Rendezvous with Death (Rendezvous mit dem Tod: Warum John F. Kennedy sterben musste) is a 2006 German documentary film that claims that G2, a secret service organization of the Cuban government, organized the assassination of U.S. President John F. Kennedy. The film was first broadcast on German television station Das Erste on 6 January 2006. It was directed by Wilfried Huismann.

== Synopsis ==
Rendezvous with Death features interviews with four Cuban former secret service agents and an American FBI agent, and also cites documents from KGB and Mexican government archives.

A possible Cuban connection was investigated by the US immediately after Kennedy's death.

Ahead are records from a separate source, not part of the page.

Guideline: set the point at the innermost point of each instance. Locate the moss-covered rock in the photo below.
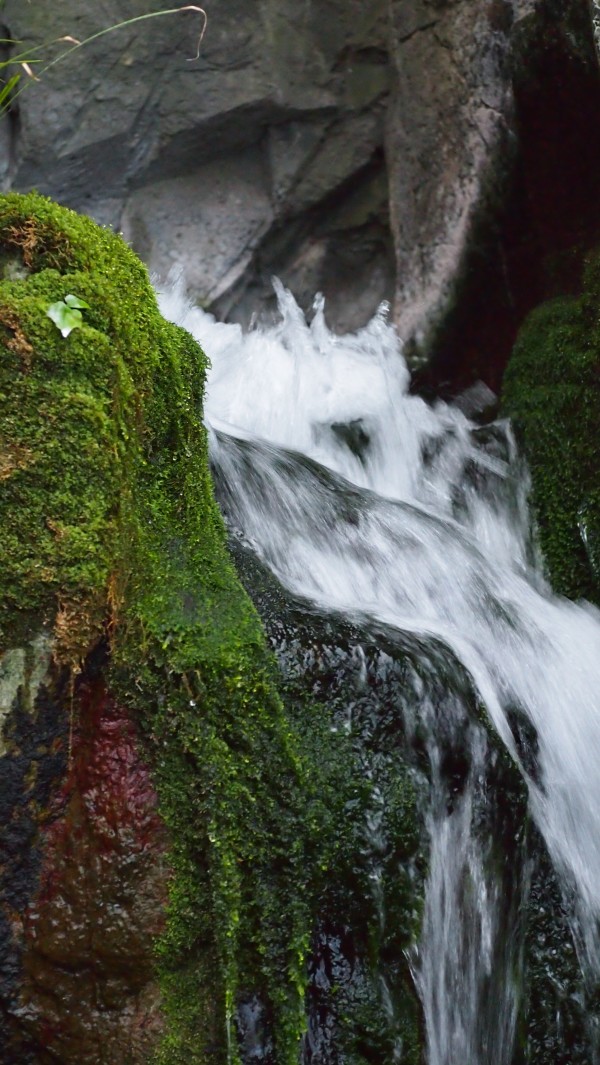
(111, 533)
(552, 392)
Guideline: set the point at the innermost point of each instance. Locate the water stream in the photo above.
(366, 500)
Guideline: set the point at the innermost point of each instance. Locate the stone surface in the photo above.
(367, 152)
(448, 145)
(82, 881)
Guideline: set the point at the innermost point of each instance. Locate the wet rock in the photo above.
(372, 154)
(82, 883)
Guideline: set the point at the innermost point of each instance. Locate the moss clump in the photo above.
(107, 514)
(552, 391)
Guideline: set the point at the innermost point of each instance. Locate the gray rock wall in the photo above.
(358, 149)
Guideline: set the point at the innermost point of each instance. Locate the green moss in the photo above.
(552, 392)
(108, 515)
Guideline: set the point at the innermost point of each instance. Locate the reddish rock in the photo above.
(87, 987)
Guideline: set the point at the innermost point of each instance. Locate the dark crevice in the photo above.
(534, 247)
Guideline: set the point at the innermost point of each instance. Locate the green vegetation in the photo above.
(108, 519)
(552, 392)
(36, 60)
(110, 531)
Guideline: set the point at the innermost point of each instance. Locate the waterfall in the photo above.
(365, 500)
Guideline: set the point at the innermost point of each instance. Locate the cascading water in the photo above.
(367, 501)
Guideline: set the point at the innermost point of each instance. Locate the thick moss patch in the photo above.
(109, 525)
(552, 392)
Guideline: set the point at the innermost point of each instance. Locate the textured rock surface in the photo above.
(363, 151)
(83, 884)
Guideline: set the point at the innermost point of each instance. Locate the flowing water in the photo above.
(367, 501)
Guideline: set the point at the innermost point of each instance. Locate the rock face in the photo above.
(366, 152)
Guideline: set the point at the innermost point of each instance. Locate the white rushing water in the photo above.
(366, 500)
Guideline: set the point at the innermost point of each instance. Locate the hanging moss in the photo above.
(552, 392)
(108, 519)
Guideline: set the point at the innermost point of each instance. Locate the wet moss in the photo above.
(109, 524)
(552, 391)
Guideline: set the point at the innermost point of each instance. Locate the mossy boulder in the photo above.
(552, 391)
(112, 540)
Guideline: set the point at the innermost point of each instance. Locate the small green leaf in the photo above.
(66, 318)
(76, 301)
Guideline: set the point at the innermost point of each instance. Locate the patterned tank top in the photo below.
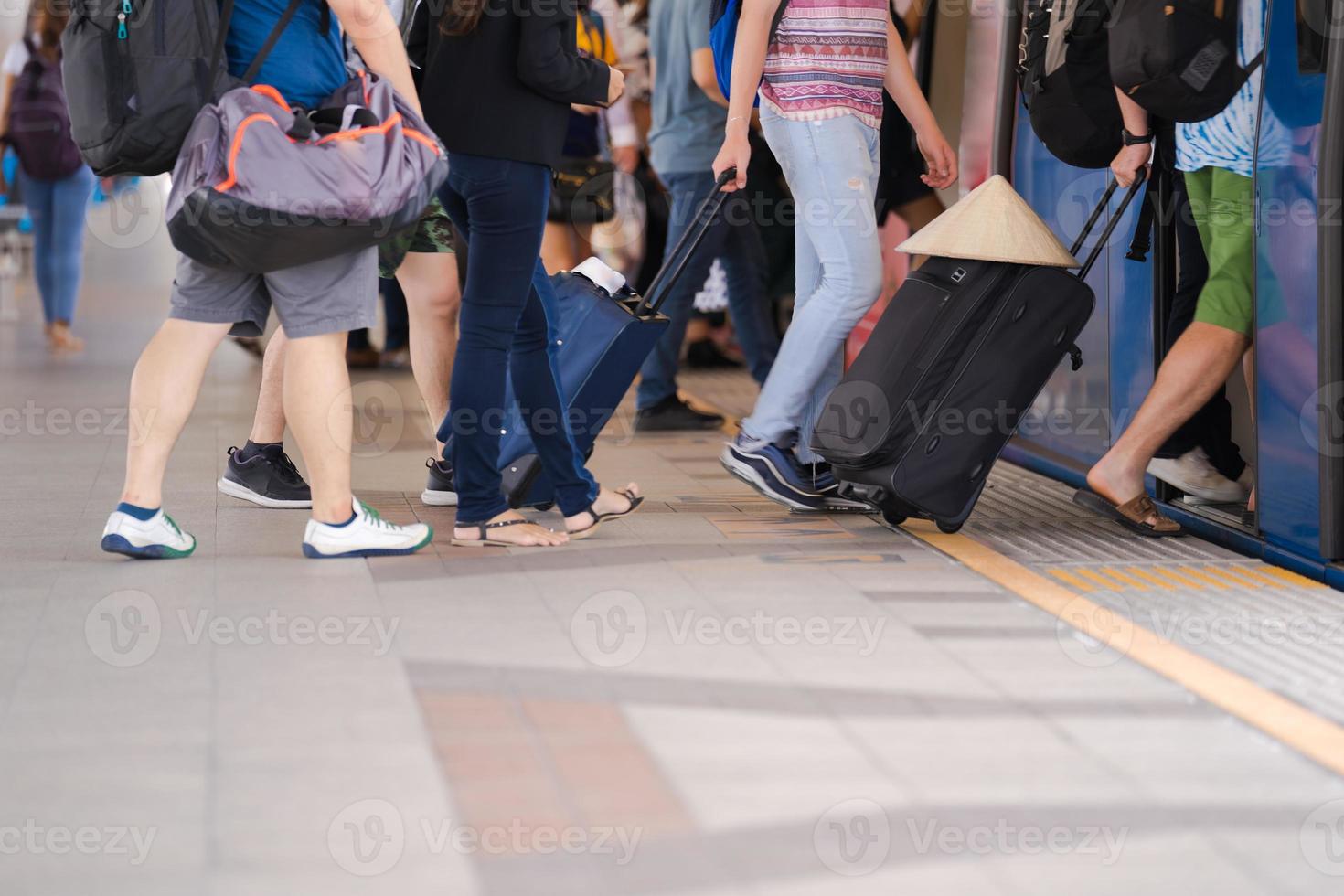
(828, 59)
(1227, 140)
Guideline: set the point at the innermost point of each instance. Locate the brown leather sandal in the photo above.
(1132, 515)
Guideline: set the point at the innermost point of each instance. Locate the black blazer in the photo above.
(506, 89)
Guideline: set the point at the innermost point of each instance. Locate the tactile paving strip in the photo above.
(1275, 627)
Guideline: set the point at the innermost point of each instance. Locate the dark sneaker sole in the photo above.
(746, 470)
(119, 544)
(434, 497)
(240, 492)
(314, 554)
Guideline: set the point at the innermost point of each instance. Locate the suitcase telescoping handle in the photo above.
(1110, 225)
(675, 263)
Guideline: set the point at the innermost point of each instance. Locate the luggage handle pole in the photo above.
(684, 249)
(1110, 225)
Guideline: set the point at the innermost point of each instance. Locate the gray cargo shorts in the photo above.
(329, 295)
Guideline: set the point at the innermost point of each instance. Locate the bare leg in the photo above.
(1200, 361)
(163, 391)
(269, 422)
(582, 243)
(433, 301)
(317, 403)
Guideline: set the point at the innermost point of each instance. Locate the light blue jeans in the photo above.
(832, 168)
(58, 209)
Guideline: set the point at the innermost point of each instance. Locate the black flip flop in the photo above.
(1131, 515)
(636, 500)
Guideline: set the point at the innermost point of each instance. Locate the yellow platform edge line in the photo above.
(1120, 577)
(1148, 577)
(1292, 578)
(1240, 577)
(1072, 579)
(1289, 723)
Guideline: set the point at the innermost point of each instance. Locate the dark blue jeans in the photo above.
(500, 209)
(735, 242)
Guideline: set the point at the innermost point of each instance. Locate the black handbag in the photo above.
(582, 192)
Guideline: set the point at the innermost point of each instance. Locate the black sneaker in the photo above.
(440, 489)
(269, 478)
(674, 414)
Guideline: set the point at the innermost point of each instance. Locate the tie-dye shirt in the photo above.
(828, 59)
(1227, 140)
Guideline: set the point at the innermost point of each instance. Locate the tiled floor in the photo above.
(712, 699)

But an FBI officer sent to follow the Oswald's trail during a visit to Mexico was recalled after only three days and the investigation called off. Laurence Keenan, now 81, said it was "perhaps the worst investigation the FBI was ever involved in". "I realised that I was used. I felt ashamed. We missed a moment in history," Mr Keenan said.

Veteran US official Alexander Haig told the filmmaker that Kennedy's successor, Lyndon B. Johnson, believed Cuba was to blame and feared a pronounced swing to the right if the truth were known that would keep the Democrats out of power for a long time. Mr Haig - a US military adviser at the time and later a secretary of state - told the filmmakers Johnson said: "We must simply not allow the American people to believe Fidel Castro could have killed our president. [...] He [Johnson] was convinced Castro killed Kennedy and he took it to his grave."